Over the last twelve months I’ve been getting to know Wiltshire and visiting as many museums and heritage centres as possible. Having moved from South Wales, a very different part of the world with a different story, it’s been great to explore the county and find out more about it. With over forty fascinating museums, amazing archaeology and heritage sites, I’ve been spoilt for choice and I’ve really enjoyed finding out about the history of the area.
Driving around I frequently come across sites such as Silbury Hill, Stonehenge, Avebury and West Kennet. It’s a little treat every time I see them but it’s been many years since I studied archaeology. I was struggling to remember what I’d learnt about these special places – but where better to find out more than at a museum?! Salisbury Museum and Wiltshire Museum in Devizes both have internationally important archaeology collections from the area and are a great place to discover the story of Wiltshire going back over half a million years and see the evidence from the earliest humans living in the area, including beautiful gold jewellery, finely made pottery, coin hoards and everyday tools. What a great introduction to the history of the area and a way to help me understand the things I’d seen out and about!

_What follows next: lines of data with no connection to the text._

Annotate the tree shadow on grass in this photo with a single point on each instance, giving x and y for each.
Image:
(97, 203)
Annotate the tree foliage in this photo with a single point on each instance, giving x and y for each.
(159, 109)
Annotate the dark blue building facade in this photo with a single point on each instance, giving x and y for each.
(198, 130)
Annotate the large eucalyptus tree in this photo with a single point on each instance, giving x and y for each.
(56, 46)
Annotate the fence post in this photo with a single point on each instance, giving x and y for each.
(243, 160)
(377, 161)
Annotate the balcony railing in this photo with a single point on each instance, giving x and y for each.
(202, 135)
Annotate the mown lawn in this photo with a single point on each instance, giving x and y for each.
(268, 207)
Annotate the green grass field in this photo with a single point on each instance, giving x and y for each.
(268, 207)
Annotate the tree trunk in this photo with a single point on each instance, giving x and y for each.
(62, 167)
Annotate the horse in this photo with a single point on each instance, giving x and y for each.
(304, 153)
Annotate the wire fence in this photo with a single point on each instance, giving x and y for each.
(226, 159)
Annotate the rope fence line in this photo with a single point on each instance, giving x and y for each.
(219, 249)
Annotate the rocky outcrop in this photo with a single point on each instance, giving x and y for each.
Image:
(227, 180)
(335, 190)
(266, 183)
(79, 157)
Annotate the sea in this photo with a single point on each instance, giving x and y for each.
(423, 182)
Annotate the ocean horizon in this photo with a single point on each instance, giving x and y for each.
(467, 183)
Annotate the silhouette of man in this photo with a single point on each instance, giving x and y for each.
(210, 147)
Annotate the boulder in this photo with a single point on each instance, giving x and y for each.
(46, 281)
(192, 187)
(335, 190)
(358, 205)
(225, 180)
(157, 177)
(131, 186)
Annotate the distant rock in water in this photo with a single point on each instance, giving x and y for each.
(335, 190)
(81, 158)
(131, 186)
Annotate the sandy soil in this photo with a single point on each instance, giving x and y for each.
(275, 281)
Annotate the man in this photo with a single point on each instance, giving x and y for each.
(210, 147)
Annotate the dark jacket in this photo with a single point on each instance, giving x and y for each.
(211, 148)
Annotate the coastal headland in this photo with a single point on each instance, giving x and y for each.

When I came to Wiltshire I knew the archaeology would be amazing – it’s something the county is famous for around the world. However, there are many other stories that I hadn’t heard about and the ‘Wiltshire’s Story in 100 Objects’ project was a good starting point to help me find out more about them. One hundred objects from Wiltshire’s museums have been carefully chosen to interpret the history of the county from 10,000 BC to the present day. It gives a great overview of the diversity of collections that Wiltshire’s museums collect, care for and interpret.